Sarebbe mai passato quel
dolore al petto e quella terribile voglia di rinchiudersi in camera per non
uscirne più? Di certo sapeva che il giorno dopo avrebbe fatto esattamente così.
Non sarebbe andata alla
partita, non ce l’avrebbe fatta.
Se il solo pensare a lui
le succhiava via tutte le forze dal corpo, non osava immaginare come avrebbe
potuto reagire nel vederselo a pochi metri di distanza.
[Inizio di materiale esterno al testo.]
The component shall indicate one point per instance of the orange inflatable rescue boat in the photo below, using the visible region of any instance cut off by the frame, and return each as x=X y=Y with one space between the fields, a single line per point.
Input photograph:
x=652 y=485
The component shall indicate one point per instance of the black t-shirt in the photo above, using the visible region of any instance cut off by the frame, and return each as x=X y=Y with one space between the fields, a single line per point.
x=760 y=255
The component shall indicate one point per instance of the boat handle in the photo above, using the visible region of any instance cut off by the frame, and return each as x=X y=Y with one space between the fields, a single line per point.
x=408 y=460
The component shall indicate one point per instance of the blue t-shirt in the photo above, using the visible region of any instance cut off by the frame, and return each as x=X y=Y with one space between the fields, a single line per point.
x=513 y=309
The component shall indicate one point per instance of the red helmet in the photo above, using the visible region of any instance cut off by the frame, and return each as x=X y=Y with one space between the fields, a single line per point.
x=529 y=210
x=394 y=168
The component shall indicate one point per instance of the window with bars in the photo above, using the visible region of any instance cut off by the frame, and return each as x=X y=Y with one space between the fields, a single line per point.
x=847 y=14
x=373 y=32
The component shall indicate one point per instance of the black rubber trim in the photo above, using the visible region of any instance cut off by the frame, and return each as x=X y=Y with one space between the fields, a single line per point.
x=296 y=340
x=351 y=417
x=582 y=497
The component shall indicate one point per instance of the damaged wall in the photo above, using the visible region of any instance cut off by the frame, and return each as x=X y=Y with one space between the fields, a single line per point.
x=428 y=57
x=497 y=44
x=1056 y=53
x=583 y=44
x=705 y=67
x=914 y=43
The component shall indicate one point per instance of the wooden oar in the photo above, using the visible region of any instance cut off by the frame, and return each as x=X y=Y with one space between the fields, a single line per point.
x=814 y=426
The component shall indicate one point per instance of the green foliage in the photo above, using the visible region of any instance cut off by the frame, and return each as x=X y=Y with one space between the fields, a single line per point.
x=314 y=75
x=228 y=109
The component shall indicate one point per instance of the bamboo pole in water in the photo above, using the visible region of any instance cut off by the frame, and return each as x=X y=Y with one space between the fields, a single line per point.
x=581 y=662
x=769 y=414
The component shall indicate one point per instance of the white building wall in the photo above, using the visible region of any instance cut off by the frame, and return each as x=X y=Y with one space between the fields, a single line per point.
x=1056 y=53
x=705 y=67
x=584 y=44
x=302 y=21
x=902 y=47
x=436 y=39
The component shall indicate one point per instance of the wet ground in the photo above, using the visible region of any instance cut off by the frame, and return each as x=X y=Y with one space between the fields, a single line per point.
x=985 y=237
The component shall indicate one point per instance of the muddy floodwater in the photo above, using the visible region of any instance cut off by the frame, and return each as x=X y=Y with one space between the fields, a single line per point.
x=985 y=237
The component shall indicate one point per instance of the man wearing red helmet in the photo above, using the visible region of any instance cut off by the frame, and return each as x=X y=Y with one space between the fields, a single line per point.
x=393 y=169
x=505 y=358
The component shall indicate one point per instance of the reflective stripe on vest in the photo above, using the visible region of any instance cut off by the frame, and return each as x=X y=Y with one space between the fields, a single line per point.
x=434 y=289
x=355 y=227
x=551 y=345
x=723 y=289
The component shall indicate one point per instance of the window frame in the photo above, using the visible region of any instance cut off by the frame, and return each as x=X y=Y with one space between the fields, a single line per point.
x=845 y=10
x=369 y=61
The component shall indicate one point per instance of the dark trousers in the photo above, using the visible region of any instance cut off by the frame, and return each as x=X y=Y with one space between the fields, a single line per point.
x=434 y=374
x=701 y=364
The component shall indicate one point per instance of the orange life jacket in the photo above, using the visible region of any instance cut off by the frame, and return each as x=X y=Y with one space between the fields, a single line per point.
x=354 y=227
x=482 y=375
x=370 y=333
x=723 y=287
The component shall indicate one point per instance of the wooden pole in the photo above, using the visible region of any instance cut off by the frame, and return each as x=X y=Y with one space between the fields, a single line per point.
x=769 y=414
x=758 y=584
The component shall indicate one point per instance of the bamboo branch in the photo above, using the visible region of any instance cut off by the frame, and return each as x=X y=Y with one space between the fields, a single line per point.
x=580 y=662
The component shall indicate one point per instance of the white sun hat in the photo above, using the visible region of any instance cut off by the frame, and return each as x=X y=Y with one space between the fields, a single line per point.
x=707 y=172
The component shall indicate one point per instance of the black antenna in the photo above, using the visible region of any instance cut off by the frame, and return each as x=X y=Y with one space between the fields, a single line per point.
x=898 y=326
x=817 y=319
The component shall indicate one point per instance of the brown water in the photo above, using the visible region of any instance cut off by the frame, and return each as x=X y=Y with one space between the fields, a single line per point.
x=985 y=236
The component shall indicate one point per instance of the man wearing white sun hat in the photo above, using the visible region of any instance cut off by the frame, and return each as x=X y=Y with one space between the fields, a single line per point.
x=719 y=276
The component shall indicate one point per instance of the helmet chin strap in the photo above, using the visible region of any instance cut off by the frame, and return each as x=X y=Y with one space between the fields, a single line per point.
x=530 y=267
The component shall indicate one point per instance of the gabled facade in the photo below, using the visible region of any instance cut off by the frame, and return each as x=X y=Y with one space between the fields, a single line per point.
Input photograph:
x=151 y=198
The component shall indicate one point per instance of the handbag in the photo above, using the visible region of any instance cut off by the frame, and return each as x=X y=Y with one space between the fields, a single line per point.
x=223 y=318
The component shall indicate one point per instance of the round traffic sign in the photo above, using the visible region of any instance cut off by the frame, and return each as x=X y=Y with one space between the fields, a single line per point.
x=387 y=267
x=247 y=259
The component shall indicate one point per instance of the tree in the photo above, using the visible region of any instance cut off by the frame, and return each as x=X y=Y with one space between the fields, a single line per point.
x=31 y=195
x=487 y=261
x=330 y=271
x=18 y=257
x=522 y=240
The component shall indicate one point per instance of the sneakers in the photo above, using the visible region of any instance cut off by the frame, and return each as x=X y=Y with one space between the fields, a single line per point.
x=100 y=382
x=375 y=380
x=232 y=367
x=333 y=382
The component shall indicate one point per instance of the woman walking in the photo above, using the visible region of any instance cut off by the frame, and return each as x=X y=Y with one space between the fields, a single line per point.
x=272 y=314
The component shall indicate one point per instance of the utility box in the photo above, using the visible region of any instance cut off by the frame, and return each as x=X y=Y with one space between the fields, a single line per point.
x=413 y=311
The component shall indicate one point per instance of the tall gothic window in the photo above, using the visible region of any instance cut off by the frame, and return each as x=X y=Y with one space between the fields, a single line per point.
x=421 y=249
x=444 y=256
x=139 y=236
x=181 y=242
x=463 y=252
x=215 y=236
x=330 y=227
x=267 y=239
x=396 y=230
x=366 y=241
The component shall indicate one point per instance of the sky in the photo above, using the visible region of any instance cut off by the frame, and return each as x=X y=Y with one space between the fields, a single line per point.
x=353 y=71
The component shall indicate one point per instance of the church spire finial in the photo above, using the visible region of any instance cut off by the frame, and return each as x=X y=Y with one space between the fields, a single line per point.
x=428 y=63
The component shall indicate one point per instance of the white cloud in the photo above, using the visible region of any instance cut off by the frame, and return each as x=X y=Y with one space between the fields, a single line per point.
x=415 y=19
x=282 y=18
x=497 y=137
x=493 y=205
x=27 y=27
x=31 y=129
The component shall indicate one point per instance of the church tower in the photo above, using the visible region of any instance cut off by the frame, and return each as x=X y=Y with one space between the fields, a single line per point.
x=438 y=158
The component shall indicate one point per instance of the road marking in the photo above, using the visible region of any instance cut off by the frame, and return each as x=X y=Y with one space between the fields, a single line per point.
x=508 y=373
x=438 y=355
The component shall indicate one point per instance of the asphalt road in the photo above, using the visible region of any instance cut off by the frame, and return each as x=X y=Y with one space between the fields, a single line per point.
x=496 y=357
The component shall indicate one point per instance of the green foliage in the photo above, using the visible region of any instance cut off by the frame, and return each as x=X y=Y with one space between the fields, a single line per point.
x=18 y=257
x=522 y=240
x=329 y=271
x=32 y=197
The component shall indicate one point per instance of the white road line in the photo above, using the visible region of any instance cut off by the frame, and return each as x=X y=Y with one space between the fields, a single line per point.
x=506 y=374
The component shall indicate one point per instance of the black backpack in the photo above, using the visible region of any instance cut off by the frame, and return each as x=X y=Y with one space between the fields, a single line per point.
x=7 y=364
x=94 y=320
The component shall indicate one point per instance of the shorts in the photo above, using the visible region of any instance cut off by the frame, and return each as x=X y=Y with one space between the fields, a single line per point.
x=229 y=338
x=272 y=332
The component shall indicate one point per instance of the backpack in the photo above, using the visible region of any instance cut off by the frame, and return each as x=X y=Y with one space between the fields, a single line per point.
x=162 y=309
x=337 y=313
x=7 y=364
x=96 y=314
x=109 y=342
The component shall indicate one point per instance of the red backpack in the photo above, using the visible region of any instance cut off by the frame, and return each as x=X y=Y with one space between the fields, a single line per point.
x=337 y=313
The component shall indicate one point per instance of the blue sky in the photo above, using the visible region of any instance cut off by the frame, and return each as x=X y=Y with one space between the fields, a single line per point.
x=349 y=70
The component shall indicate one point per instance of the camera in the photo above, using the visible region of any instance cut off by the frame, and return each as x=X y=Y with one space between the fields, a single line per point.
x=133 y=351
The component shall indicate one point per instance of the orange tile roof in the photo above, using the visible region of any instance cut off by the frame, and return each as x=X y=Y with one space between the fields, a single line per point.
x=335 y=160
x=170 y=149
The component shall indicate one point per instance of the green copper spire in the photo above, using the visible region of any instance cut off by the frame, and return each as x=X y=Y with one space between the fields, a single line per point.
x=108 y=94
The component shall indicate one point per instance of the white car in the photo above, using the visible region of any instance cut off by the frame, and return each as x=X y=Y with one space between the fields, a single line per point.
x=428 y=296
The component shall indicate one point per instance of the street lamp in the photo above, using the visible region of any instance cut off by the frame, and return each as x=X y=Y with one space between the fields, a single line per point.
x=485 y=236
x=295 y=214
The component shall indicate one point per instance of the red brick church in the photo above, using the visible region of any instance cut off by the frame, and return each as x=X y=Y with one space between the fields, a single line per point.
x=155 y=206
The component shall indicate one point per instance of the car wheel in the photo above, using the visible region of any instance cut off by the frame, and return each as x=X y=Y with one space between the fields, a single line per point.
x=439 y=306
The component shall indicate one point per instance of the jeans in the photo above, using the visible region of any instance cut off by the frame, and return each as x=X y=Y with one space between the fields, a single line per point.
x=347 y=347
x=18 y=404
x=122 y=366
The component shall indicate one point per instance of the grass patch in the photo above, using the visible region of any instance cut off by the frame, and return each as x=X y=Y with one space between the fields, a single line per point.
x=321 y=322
Non voleva vedere
l’odio nei suoi occhi, né assaporare tutto il veleno di cui le sue parole erano
impregnate.
No, non ce l’avrebbe
fatta.
«Hime? Hime, va tutto
bene?», domandò la voce di Ayako oltre la porta, che l’aveva vista scappare
quando si era voltata per chiederle aiuto con quei due dementi di Sakuragi e
Rukawa. Dopo quello che aveva scoperto quella mattina sulla sua rottura con
Kiyota, non fu difficile immaginare che non stesse trascorrendo un bel momento.
«Hime, per favore, fammi entrare. Non vorrai che Sakuragi si accorga della tua
assenza? Sai com’è tuo fratello, quando si tratta di te».
Con un sospiro, Hime si
alzò sulle gambe malferme, asciugò le lacrime sull’orlo della maglia di Kobe Bryant
– così spaventosamente simile a quella del Kainan da fare male – e aprì la
porta. Ayako vi si intrufolò subito, richiudendosela alle spalle e guardandola
con preoccupazione. L’abbracciò senza dire una parola e Hime non poté frenare
il nuovo attacco di pianto che la colse con violenza. Si aggrappò all’amica
come se fosse la sua unica ancora di salvezza e Ayako la consolò come meglio
poteva.
Era già accaduto che la
prima manager la facesse sfogare sulla sua spalla, solo qualche mese prima
durante il famigerato ritiro, e sempre per colpa di Kiyota e di qualche
fraintendimento. Per fortuna tutto si era risolto dopo pochi giorni e i due
avevano iniziato a frequentarsi. Non sapeva con esattezza cosa fosse successo
questa volta, ma aveva la sensazione che non sarebbe stato affatto facile farli
riappacificare.
«Crede che stia con
Kaede. O che comunque sia innamorata di lui», mormorò Hime tra le lacrime.
Ayako le accarezzò i
capelli rossi, sospirando. «E ha ragione?».
La Sakuragi le si
allontanò il giusto per guardarla in viso, con espressione inorridita. «No!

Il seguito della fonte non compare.